Happy Friday! ☀️
Hello from the tail end of a veeery slow week here in Vienna, my first week off from work on my three-month sabbatical. I spent the week disconnecting, cooking, walking a dog (wonderful Great Dane Gracie), and enjoying some excellent thai massages.
What I’m reading 📖
In November 1992, producer Steve Albini sent a letter to the band members of Nirvana before recording their final album In Utero. In this letter, Albini describes his philosophy and conditions of working with a band and I’ve read the letter three times. It’s such a fantastic time capsule and includes so many nuggets of wisdom about creating the (work) rules based on one’s deep convictions. In five simple rules, Albini clearly outlines why and how he wants to work with artists.

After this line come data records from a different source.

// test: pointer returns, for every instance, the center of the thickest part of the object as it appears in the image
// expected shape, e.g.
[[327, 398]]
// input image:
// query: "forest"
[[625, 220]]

Click to read.
What I’m listening to 🎧
Narcoland is a five-episode podcast by the Aachener Zeitung that explores how crystal meth is finding its way into Europe by way of the Netherlands and the border region around Aachen. It’s a fascinating series that involves Mexican cartels, former Dutch drug dealers, and some audacious moves by the podcast host. The content and story is great but the narration falls a bit flat. Here’s the trailer:
What I’m watching 📺
Following WeCrashed and Super Pumped, here comes another tech saga dramatized by Hollywood. Based on the podcast by Rebecca Jarvis of the same name, The Dropout tells the rise and fall of Elizabeth Holmes and Theranos. Spanning over 10 years, Holmes–at times deemed a female Steve Jobs–managed to raise over $700 million, fool some powerful people onto her board, and deceit employees and patients with a revolutionary blood diagnostic technology that never worked. Watch the trailer.
What I’m thinking about 🧠
What an astonishing thing a book is. It's a flat object made from a tree with flexible parts on which are imprinted lots of funny dark squiggles. But one glance at it and you're inside the mind of another person, maybe somebody dead for thousands of years. Across the millennia, an author is speaking clearly and silently inside your head, directly to you. Writing is perhaps the greatest of human inventions, binding together people who never knew each other, citizens of distant epochs. Books break the shackles of time. A book is proof that humans are capable of working magic.
– Carl Sagan
What else?! 💯
One of my favorite dishes to cook currently is this red lentil dal soup I found on Kitchen Stories. Bon appétit.
Thanks for reading, and have a great weekend!